In the 1920s, through his network of connections and due to his reputation as a bookseller of note, he was appointed to handle the dispersal of the important private libraries of Frank Hobill Cole, Robert Carl Sticht and Henry White. In 1923 Edgar Charles Harris joined the staff of Hill of Content and was of great assistance in handling "the majesty of the Sticht Collection". The sale of the Sticht collection helped ensure the survival of Hill of Content and the sale of the other two collections was "icing on the cake".

Spencer formed a private company to operate Hill of Content, "issuing the preference shares to Collins Street doctor-clients".

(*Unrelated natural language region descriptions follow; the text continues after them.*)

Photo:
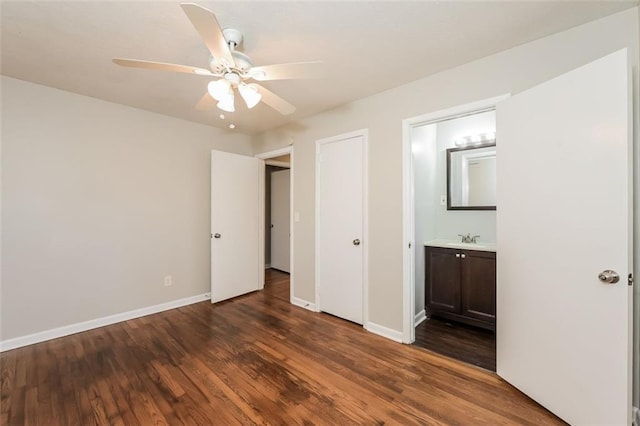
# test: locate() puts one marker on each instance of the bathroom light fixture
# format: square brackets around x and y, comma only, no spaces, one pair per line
[478,139]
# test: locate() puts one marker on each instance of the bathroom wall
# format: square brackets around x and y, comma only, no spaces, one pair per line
[423,146]
[450,223]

Spencer also published a number of books, mainly of verse, under the imprint of "A. H. Spencer, Hill of Content". During the Second World War he placed posters in his bookshop windows praising Britain's war effort. His advertisements for his books were "personal and colourful".

==Later years==
In 1952 Spencer sold Hill of Content to Angus & Robertson and began trading from his home at 41 Tennyson Street, Sandringham as the Shining Sea Bookroom. In the same year he superintended the transfer of Sir William Dixson's collection to the Public Library of New South Wales. In 1957 he rejoined his former employers Angus & Robertson in their Elizabeth Street, Melbourne bookshop and in 1959 he published his memoirs The Hill of Content.

==Personal life==
In 1909 Spencer married Eileen Rebecca O'Connor (died 1964), an accomplished pianist. They had two children, Robert Spencer (died 1946) and Joan Gerstad (died 1970).

Spencer was a Presbyterian, a Freemason and a Rotarian.

He died at Parkville, Victoria on 20 February 1971.